Oto ja

Na imię mam Karolina - dla przyjaciół Rit ;) Jestem mamą, żoną, przyjaciółką, sąsiadką.....zwyczajną dziewczyną po 30 - stce.
 Oto ja  :) wbrew temu co dopisano pod moim zdjęciem - oświadczam, iż nie miałam okazji skonsumowania nikogo z domowników ;) żon mój w osobie własnej ma się dobrze i pożarty nie został....póki co ;)






Problem mam. problem DUŻEJ WAGI bym powiedziała - to fakt niezaprzeczalny.....i jakby dotychczas nie sprawiało mi to problemu. Być może dlatego, że kocham swoje życie i siebie samą.....i tak mi dobrze w sumie w mojej skórze byłoby nadal, gdyby nie pojawiła się osoba, która za wszelka cenę chce mi pokazać, że jestem gorsza......z powodu wagi. A że typowy uparty byk ze mnie to postanowiłam, że nie będę się wieszać w szafie z tego powodu....tylko pokaże! Tak! Ja ci pokaże :)
Plan jest taki - ja zaczynam swą drogę do doskonałości. Zmieniam swoją powierzchowność na wersję odchudzoną.....ty nadal jesteś takim zerem jak teraz ...... ja śmieje ci się w twarz i  jestem szczęśliwym człowiekiem :D

Dlaczego ten blog? Bo zostałam poniżona najgorzej jak to jest możliwe. Wyśmiana publicznie na forach, stronach www, na portalach społecznościowych:









 filmik ośmieszający osoby otyłe - z linkiem przekierowującym do mojego profilu na fb







  
oferta sprzedaży świnki-z nadanym moim imieniem i nazwiskiem





 zamiłowanie do świnek ;)





"lukrowe fantazje" - to jeden z blogów, który prowadzę.

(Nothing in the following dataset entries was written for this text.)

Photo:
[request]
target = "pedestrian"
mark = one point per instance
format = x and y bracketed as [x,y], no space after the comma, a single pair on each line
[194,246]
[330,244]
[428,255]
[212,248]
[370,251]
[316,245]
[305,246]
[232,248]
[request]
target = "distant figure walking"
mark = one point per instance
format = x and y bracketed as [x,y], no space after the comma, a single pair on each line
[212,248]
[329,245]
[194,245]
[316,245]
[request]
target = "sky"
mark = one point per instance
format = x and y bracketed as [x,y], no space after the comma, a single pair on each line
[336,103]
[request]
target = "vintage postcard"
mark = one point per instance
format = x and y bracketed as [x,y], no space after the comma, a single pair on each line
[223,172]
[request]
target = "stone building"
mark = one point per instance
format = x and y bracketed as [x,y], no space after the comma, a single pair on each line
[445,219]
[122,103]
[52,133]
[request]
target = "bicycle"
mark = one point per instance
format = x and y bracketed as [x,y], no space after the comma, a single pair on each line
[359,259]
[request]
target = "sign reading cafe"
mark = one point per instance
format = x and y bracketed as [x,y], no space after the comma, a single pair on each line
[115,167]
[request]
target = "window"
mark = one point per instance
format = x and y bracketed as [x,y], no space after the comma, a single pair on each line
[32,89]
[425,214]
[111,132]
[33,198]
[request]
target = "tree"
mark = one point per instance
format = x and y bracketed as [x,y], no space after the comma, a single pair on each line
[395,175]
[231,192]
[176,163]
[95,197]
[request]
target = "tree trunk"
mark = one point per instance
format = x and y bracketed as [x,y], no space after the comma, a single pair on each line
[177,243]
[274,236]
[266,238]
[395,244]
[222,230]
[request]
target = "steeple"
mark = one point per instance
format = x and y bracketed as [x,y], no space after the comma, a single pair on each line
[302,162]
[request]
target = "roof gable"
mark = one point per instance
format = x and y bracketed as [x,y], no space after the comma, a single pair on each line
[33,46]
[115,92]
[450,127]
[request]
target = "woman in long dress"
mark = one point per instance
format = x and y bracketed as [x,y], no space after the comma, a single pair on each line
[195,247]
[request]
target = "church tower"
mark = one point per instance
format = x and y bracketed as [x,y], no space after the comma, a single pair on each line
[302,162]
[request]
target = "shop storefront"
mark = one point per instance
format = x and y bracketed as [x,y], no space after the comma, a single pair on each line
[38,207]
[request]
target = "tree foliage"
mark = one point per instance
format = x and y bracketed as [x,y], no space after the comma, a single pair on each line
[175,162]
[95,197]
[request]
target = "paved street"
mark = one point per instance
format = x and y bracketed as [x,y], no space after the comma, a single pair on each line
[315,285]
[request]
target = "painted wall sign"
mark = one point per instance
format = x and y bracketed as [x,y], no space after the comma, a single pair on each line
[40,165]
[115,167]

Oraz strona na portalu fb, nazwana identycznie jak ta którą na prowadzę:

Fanpage stworzony w celu naśmiewania się ze mnie:






To tylko niewielka część tego co mnie spotkało w ostatnim czasie.  Nie mam nic do stracenia. Spadłam na dno i zamierzam mocno się od niego odbić.Zamierzam pokonać swoja słabość. Wiem, że nie będzie łatwo.....dlatego też tworzę ten blog. W chwilach słabości ma mi przypominać to co przeszłam....jak wiadro zimnej wody sprawić, że wstanę i pobiegnę dalej. Blog ten ma być moja motywacją, spowiednikiem......może stanie sie dla kogoś inspiracją.....czas pokaże.

Ja zaczynam swoją walkę :) 

Przyda się dopinkg

Ktoś wspomoże?


;-)

Rit

19 komentarze:

Anonimowy pisze...

Trzymam kciuki. Olej wszystko i powodzenia :*

Anonimowy pisze...

ludzie to kurwy..przepraszam ,za kolokwializm ,ale nie mam słow,czy nie możesz tej osoby posadzic o znieslawienie,streczycielstwo i tym podobne sprawy...ja bym nie pusciła tego płazem...a za Ciebie trzymam kciuki i pamiętaj,że nic na siłę masz to robić dla SIEBIE!!!! A NIE DLA KOGOS! NAJLEPIEJ DLA ZDROWOTNOŚCI WŁASNEJ :) GOOD LUCK!

Anonimowy pisze...

Ludzie sprawili Tobie przykrość. Jest mi ich żal, bo na głupotę i nie ma lekarstwa, Głowa do góry i do przodu. Trochę pracy i samozaparcia i uda się. Powodzenia.

Unknown pisze...

:) Przede wszystkim dla siebie. A ta sytuacja dała mi tylko więcej siły i kopa do działania.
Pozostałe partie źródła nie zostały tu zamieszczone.